In [None]:
from datascience import *
%matplotlib inline
path_data = '../../../assets/data/'
import matplotlib.pyplot as plots
plots.style.use('fivethirtyeight')
import numpy as np
import warnings
warnings.simplefilter(action='ignore', category=np.VisibleDeprecationWarning)

# Lecture 23 #

## Percentiles ##

The pth percentile is first value on the sorted list that is at least as large as p% of the elements.

In [None]:
# Manually compute the 55th percentile of this array.

x = make_array(43, 20, 51, 7, 28, 34)

In [None]:
# Step 1. Sort the data into numerical order.

np.sort(x)

In [None]:
# Step 2. Figure out where 55th percentile would be.

np.arange(1, 7)/6

In [None]:
#Call the number that represents the value in the 55% percentile.

np.sort(x).item(3)

In [None]:
# Alternatively: One line of code

percentile(55, x)

### Discussion Question:

Which are True, when s = [1, 5, 7, 3, 9]?

* percentile(10, s) == 0

* percentile(39, s) == percentile(40, s)

* percentile(40, s) == percentile(41, s)

* percentile(50, s) == 5



In [None]:
#Create your array.

s = 

In [None]:
# Find the percentile for each value. Try using code instead of hard coding like above. 

np.arange(

In [None]:
#Before running, what is your guess? Why?

percentile(10, s) == 0

In [None]:
#Before running, what is your guess? Why?

percentile(39, s) == percentile(40, s)

In [None]:
#Before running, what is your guess? Why?

percentile(40, s) == percentile(41, s)

In [None]:
#Before running, what is your guess?

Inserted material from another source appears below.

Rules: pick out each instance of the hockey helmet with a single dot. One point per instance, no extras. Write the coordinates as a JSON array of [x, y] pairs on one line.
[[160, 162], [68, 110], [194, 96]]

Why?

percentile(50, s) == 5

## Total Compensation in Population 

The table being imported is public data about the employees of the city and county of San Francisco in 2019. 
There are no personal identifiers, just information about each individual position. 

In [None]:
sf = Table.read_table('san_francisco_2019.csv')
sf.show(3)

In [None]:
# Find who made the most money



In [None]:
# Find who made the least money



In [None]:
# Focus our research on employees who worked at least half time for the minimum wage of 2019
# for the full year, excluding two weeks for vacation.
# $15/hr, 20 hr/wk, 50 weeks

min_salary = 15 * 20 * 50

#Create a table that only shows employees who are above the minimum salary.

sf = 
sf

In [None]:
# How many employees are left in our data with the restriction?




In [None]:
# Display a histogram of the cleaned up data using the given bins.

sf_bins = np.arange(0, 726000, 25000)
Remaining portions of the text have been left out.